社長インタビュー
敢えて「キビシイ」ステージを選んだ就職活動
学生の頃から自分がどこまでヤレるのか可能性にかけてみたくて、敢えて「キビシイ」と言われている会社を狙って就職活動をしました。若いうちに苦労すれば、絶対自分の力になると思ったんです。
結果、民法キー局など計4社に運良く内定。その中でももっともキビシイと思われる大手外資系SIベンダーに就職を決めました。大学では心理学を専攻していたので、IT業界はまったくの不案内だったんですけどね。とにかくタフな状況に自分を追い込みたかった。まあ、心理学を専攻したというのも、そこしか入れなかったというのが実のところなんですが(笑)。
入社半年でプロジェクトマネージャーに昇進
コンサル会社に入ったからには、システムの現場をコントロールし、直接お客様と折衝できるポジションに就きたいという希望が強くありました。でも、最初からそれはさせてくれませんでしたね。末端のプログラミングをさせられました。僕は必死で勉強して、SEからコンサルタント、さらにはいくつかのプロジェクトを統括的に管理するプロジェクトマネージャーに短期間で一気に駆け上りました。
真の顧客サービスを目指して
念願のPMに昇進し、いろんな企業と直接関わる機会が増えてきました。そうなると、もっと何か出来ることがあるんじゃないかと思ってくるんです。ただクライアントの指示通りのシステムを組むのではなく、より付加価値の高いシステムを提案してみたりしました。そこまで実現するには、クライアント側の社内体制を大幅に変える必要があったのですが、真のサービスとは何かということを考えてみると、もっと長期的なビジョンでお客様にお役に立てるかどうかという視点が必要になってくると思うんです。
偶然だった会社設立の経緯
そういう顧客サービスということを掘り下げていくと、PMという地位では物足りなく感じてきました。そこで大胆にも上層部に直談判し、役員に加えてもらえるよう、社内的にはちょっと非常識なお願いをしてみたんです。まあ、実力だけの超スピード昇進は、会社の制度上難しいということでダメだったんですけどね(笑)。

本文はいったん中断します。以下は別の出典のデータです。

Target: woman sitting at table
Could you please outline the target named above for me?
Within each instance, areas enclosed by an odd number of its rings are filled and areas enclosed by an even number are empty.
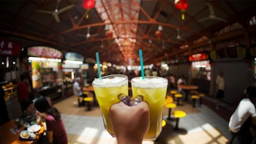
[[[68,143],[67,133],[59,110],[52,107],[42,96],[37,99],[34,107],[37,110],[37,113],[45,121],[46,137],[48,143],[67,144]]]
[[[23,112],[23,117],[28,115],[35,115],[37,110],[34,108],[33,101],[31,101],[29,98],[24,99],[21,102],[21,107],[22,110],[24,110],[24,111]]]

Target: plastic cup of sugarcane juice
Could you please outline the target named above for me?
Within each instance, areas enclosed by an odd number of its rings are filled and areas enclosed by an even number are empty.
[[[144,140],[156,140],[162,131],[162,110],[168,80],[159,77],[132,79],[133,96],[142,95],[150,109],[150,126]]]
[[[110,106],[120,102],[118,96],[128,96],[128,77],[122,75],[113,75],[95,79],[92,86],[103,117],[105,128],[112,137],[115,137],[112,124],[108,118]]]

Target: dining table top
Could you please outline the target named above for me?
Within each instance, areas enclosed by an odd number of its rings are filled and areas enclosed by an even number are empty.
[[[90,86],[86,86],[83,88],[83,91],[94,91],[94,87]]]
[[[193,85],[178,85],[178,88],[187,90],[198,89],[198,86]]]
[[[1,144],[34,144],[41,137],[45,131],[43,123],[41,124],[41,129],[39,130],[37,138],[34,140],[20,140],[19,139],[20,133],[24,129],[24,126],[20,128],[20,131],[13,134],[10,129],[16,126],[15,121],[11,120],[4,124],[0,126],[0,143]]]

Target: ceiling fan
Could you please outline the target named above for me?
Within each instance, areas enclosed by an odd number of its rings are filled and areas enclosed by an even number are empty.
[[[207,2],[206,4],[208,5],[208,8],[209,8],[209,11],[210,11],[210,15],[208,17],[205,18],[202,18],[200,20],[198,20],[198,22],[202,22],[202,21],[205,21],[207,20],[219,20],[221,21],[225,21],[225,22],[227,22],[227,20],[223,19],[223,18],[218,18],[215,15],[214,11],[214,7],[212,7],[212,5],[211,4],[211,3]]]
[[[99,36],[99,34],[90,34],[90,26],[88,27],[87,29],[87,34],[78,34],[78,36],[80,36],[80,37],[86,37],[86,39],[89,39],[91,37],[97,37],[97,36]]]
[[[184,37],[184,35],[180,35],[179,34],[179,29],[177,28],[177,37],[176,37],[176,39],[178,40],[185,40],[185,39],[183,39],[183,37]]]
[[[47,11],[47,10],[36,10],[36,12],[42,12],[42,13],[48,13],[48,14],[51,14],[53,15],[53,16],[54,17],[55,20],[56,20],[57,23],[60,22],[59,18],[59,14],[68,10],[71,8],[72,8],[75,5],[74,4],[71,4],[69,6],[67,6],[66,7],[64,7],[61,10],[58,10],[58,7],[59,7],[59,4],[61,1],[61,0],[57,0],[57,5],[56,5],[56,8],[55,9],[55,10],[53,12],[51,11]]]

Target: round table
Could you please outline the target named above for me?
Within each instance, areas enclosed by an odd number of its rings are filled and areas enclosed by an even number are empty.
[[[190,90],[198,89],[198,86],[193,85],[178,85],[178,88],[184,90],[185,91],[185,101],[188,99],[188,95]]]

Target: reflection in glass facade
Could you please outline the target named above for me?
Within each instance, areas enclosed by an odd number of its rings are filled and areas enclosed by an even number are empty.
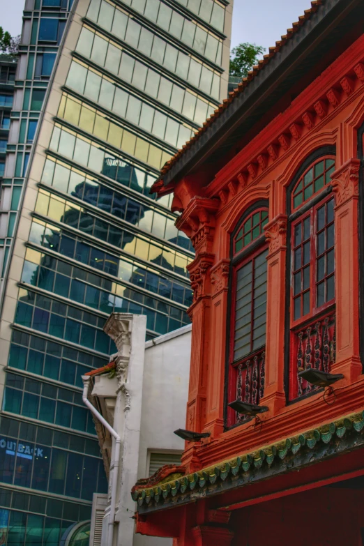
[[[103,330],[112,311],[146,314],[148,339],[188,323],[193,249],[170,197],[149,190],[227,94],[227,0],[72,4],[26,0],[15,76],[15,211],[0,222],[14,241],[0,329],[4,544],[56,546],[107,490],[81,376],[116,351]]]

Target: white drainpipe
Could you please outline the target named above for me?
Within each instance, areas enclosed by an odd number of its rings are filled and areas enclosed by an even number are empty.
[[[110,471],[113,469],[112,472],[112,482],[111,484],[111,503],[110,503],[110,515],[109,520],[109,532],[107,533],[107,546],[112,546],[114,539],[114,520],[115,520],[115,504],[116,502],[116,485],[118,483],[119,477],[119,460],[120,458],[120,444],[121,440],[119,435],[116,433],[112,426],[107,423],[106,419],[104,419],[101,414],[98,411],[96,408],[92,405],[92,404],[87,400],[87,393],[89,392],[89,383],[90,381],[90,377],[83,375],[82,381],[84,381],[84,390],[82,393],[82,400],[86,406],[89,408],[90,411],[97,417],[99,421],[104,425],[104,427],[109,431],[110,434],[115,440],[115,450],[114,452],[114,460],[111,461]],[[110,479],[109,476],[109,479]],[[105,545],[106,546],[106,545]]]

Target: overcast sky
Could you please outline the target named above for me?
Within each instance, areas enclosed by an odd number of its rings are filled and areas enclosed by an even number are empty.
[[[0,26],[12,36],[22,30],[24,0],[0,0]],[[268,49],[285,34],[310,0],[234,0],[232,45],[250,42]]]

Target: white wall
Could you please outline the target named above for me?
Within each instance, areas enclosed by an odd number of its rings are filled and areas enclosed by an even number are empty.
[[[145,349],[138,478],[148,476],[148,452],[183,451],[173,434],[184,428],[190,377],[191,325],[147,342]],[[169,538],[135,536],[134,546],[169,546]]]

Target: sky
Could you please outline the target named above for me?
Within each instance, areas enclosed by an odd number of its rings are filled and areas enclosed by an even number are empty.
[[[24,0],[0,0],[0,4],[4,8],[0,26],[13,36],[20,34]],[[268,50],[310,7],[310,0],[234,0],[232,47],[250,42]]]

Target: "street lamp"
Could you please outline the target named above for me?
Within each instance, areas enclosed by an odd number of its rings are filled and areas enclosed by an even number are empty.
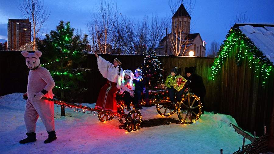
[[[192,51],[190,51],[188,52],[188,55],[189,55],[189,57],[193,57],[194,55],[194,52]]]

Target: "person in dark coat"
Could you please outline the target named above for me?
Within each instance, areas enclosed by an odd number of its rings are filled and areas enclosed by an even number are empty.
[[[141,104],[142,93],[145,96],[146,105],[147,106],[149,103],[148,91],[146,89],[145,87],[145,83],[146,83],[146,81],[142,77],[142,70],[139,68],[135,69],[134,72],[135,78],[133,80],[135,86],[134,93],[138,98],[138,105],[137,108],[140,109],[143,108]]]
[[[204,99],[206,93],[206,87],[202,77],[195,73],[195,68],[193,66],[184,68],[184,73],[188,80],[185,87],[188,88],[191,93],[200,97],[202,104],[204,105]],[[204,112],[203,108],[202,112]]]

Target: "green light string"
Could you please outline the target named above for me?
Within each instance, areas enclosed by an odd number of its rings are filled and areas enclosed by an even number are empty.
[[[264,86],[266,80],[273,67],[272,63],[238,28],[232,28],[227,35],[227,38],[224,44],[220,47],[218,55],[211,67],[212,77],[210,79],[214,80],[216,74],[220,70],[222,64],[227,58],[228,54],[232,54],[231,50],[235,46],[239,46],[239,52],[235,58],[236,64],[240,66],[243,59],[248,58],[249,68],[251,68],[251,65],[255,64],[254,73],[260,73],[262,86]],[[258,75],[255,76],[259,77]]]
[[[79,75],[81,74],[80,73],[69,73],[68,71],[65,72],[59,72],[56,71],[51,72],[49,70],[49,72],[52,75],[68,75],[69,76],[72,76],[73,75]]]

思い切って退職してしまいました。すると、進行中だったプロジェクトのクライアントからクレームが来たんです。そこで会社側は、「君の役員昇格は認められないけど、代わりに独立して会社をつくって、役員と同等の額で契約して欲しい」と言ってきました。予算6億円程度のPMを外部の人間として引き継ぐという形で、ビッグツリーキャピタルを設立したわけです。
口コミで広がっていった会社の評判と人脈
そのプロジェクトを成功させた後も、次々に仕事が舞い込んできたんです。最初は前の会社で築いた人脈からお仕事を頂くことが多かったのですが、転機になったのは、大手企業が参加するコンペに誘って頂けたことでした。案件はDPEチェーンのwebシステム構築だったのです が、小さい企業ならではの小回りとキメの細かさを活かし、運良く大手企業に競り勝って受注することができました。設立してまだ間もない企業が大手に勝ったということで、各方面から評価して頂いたんです。設立当初から2倍増の売上をキープしてこれたのも、このコンペに勝利した体験がベースになっていると思います。
高いマインドが、新しい文化をつくる
例えば、坂本竜馬。彼は江戸時代末期、日本を世界に通用する国にしようという壮大なマインドを持って行動し、大政奉還、明治維新という大きな仕事を成し遂げました。まあ、竜馬と比べるのもおこがましいのですが、スケールの大きな仕事をしたいという想いが常にあります。
ですから、当社はただのシステム屋にするつもりはまったくありません。ITというツールを利用して、新しい文化を創っていきたい。
身近な例で考えると、例えばデジタルカメラ。これの出現で、まったく新しいカメラの楽しみ方ができるようになりました。これも、ひとつの文化だといえると思います。
そういった新しい文化の創造に加わることは、とてもスリリングでヤリガイのあることだと思いませんか?先端スキルで勝負するエンジニアであるよりも、コンサルティング的な視点を持つことを要求しているのは、そのためなんです。
「文化創造」のための土壌づくり
もっと具体的に言えば、当社のメインとなる商品が欲しい。それがパッケージソフトなのか画期的なwebサービスになるのかわかりませんが、その極秘プロジェクトもカタチになりつつあります。何とかそれを、新しい文化として認められるようにしたい。
これまでの4年間でSI事業を拡大させ、会社としての基礎体力をつくり上げました。今後は同様に体力を増やしつつ、文化創造のための仕事に注力していきたい。
新しい文化の創造。それこそが当社の目標であり、そういうマインドを持った方々と一緒に大きな仕事を成し遂げてみたいですね。